In recent months Major-General Abdul Jalil Khalaf, Basra’s police chief, has tried to shake up the force and drive out militia infiltrators, who have wrought havoc in the past, often turning police stations into torture cells in which factions settled vendettas and power struggles with murder and abuse. But he only narrowly escaped an assassination attempt yesterday when a suicide car bomb attack in Basra killed three of his policemen. A local tribal leader said the police directorate building was later gutted by fire.




after this article was brought to my attention , on further examination i ventured :

now , if the brits leave southern iraq, and things down there further unravel, the Us is fooked. bush doesn't have the troops to effectively garrison the sunni triangle and the south. if bush shifts significant troops to the south to bolster the failing iraqi army and police he risks being undermanned in the triangle .

should the sunni insurgency sieze the moment to go back on the offensive against the Us, that combined with the south in turmoil and in a Us election year, would be like the tet offensive from the vietnam era all over again .

this comparison could not have possibly escaped the sunni insurgents since saddam was the architect of the sunni insurgency and made the iraqi military officers carefully study vietnam as their model of insurgency.

politically, a tet-like offensive would knock out the last of the Us populace's stomach for this war. the idiot bush in this present gamble against al sadr's militia has handed the iraqis everything they need for a victory .

they have to know by now that it was bush and negroponte, not iran who orchestrated and unleashed the shia death squads against the sunni communities and sunni insurgents.

to oversee creation of iraqi versions of negroponte's battalion 316 death squads in honduras was why negroponte was brought to iraq.
http://globalresearch.ca/articles/COH405A.html "torture at cia battalion 316"

http://www.atimes.com/atimes/Middle_East/FG01Ak02.html negroponte past and present

the iraqis would have to be blind not to see the Us played shia against sunni by assassinating leaders ,raiding homes and executing inhabitants, car and truck bombing mosques and holy shrines on both sides to intensify the conflict and bleed off the strength of the sunni insurgents until the sunnis realized they could not win fighting both the Us and the shia and agreed to rent themselves to the Us for $10 per man per day.

now the "pacified" sunnis may need the Us like a big-daddy figure to keep the shia from trying to slaughter them --but can the Us get and keep the shia in check ?

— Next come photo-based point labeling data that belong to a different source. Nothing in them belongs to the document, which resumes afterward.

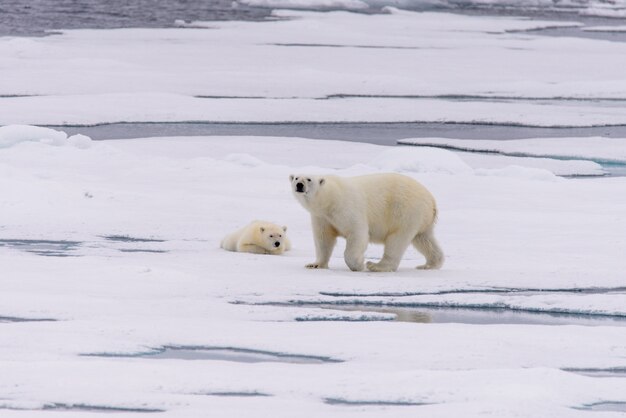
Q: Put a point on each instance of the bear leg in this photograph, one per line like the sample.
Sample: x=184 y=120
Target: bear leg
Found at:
x=426 y=244
x=354 y=255
x=251 y=248
x=395 y=247
x=325 y=238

for that bush needs the mullahs and ayatollahs in iran's good will and influence on iraq's shia--something the Us can't get by continuing to threaten iran and saber rattle against it and continuing to threateningly move Us aircraft carrier groups into the persian gulf and directly off the coast of iran .

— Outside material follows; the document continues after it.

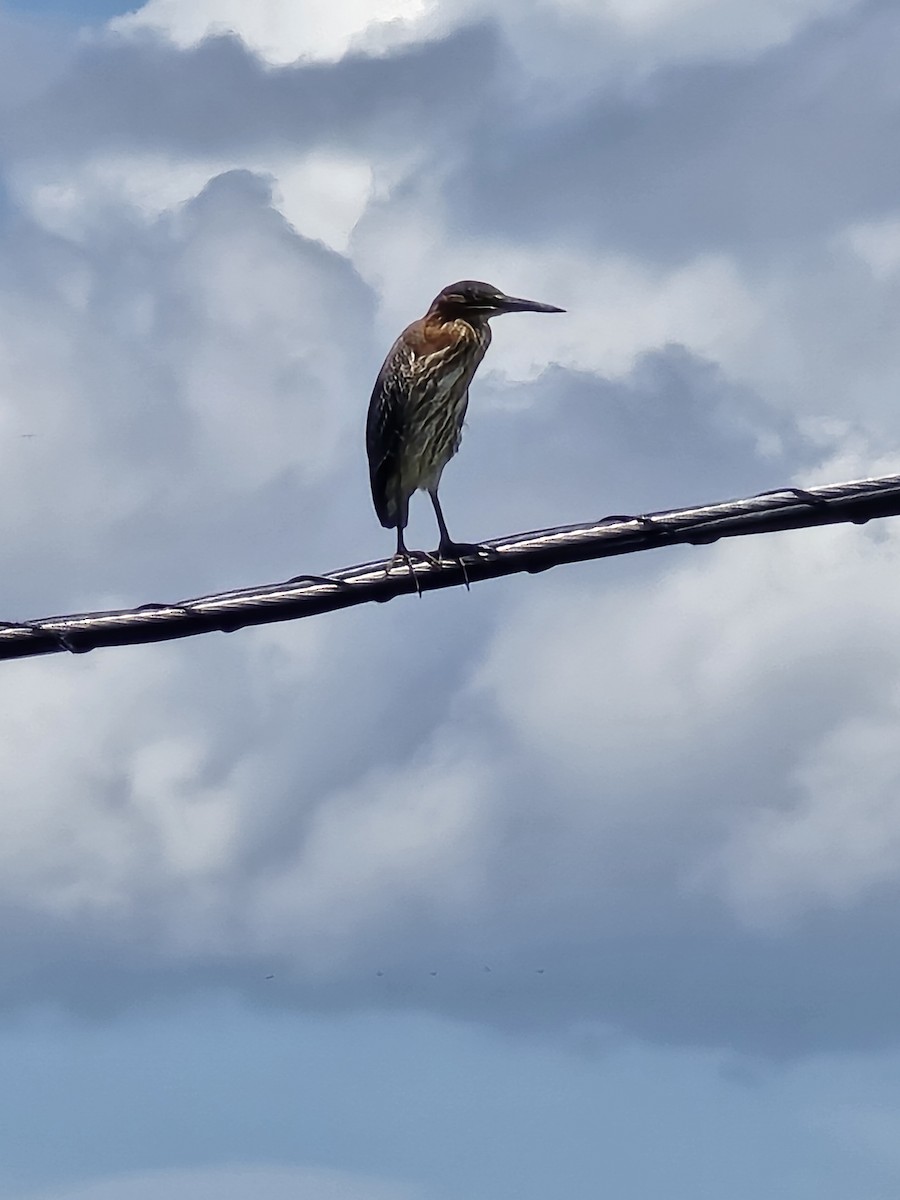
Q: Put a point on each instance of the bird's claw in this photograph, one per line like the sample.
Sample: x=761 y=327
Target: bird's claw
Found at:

if bush fails to check al sadr , the war could easily reintensify, Us casualities significantly increase, the country further fractionalize and unravel assuring a democratic party victory in november 08.

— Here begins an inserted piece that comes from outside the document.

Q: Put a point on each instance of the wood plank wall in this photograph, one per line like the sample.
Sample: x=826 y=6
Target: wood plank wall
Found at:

dub and cheney are betting the whole farm on 80,000 sunni militia/former insurgents continuing to live quietly on broken promises in the midst of raw sewage and sporadic electricity with limited amounts of clean drinking water -- with also every vestige of modern infrastructure and normal life in shambles under the constant overbearing presence of a hated, ham-handed and occupying foreign army--as the iraqis have lived for five years now.

*also , did you notice the policeman says he got word of this attack 2 weeks ago ? wasn't cheney in iraq the same time ? so much for the bush lie about al maliki deciding on his own to attack the madhi army.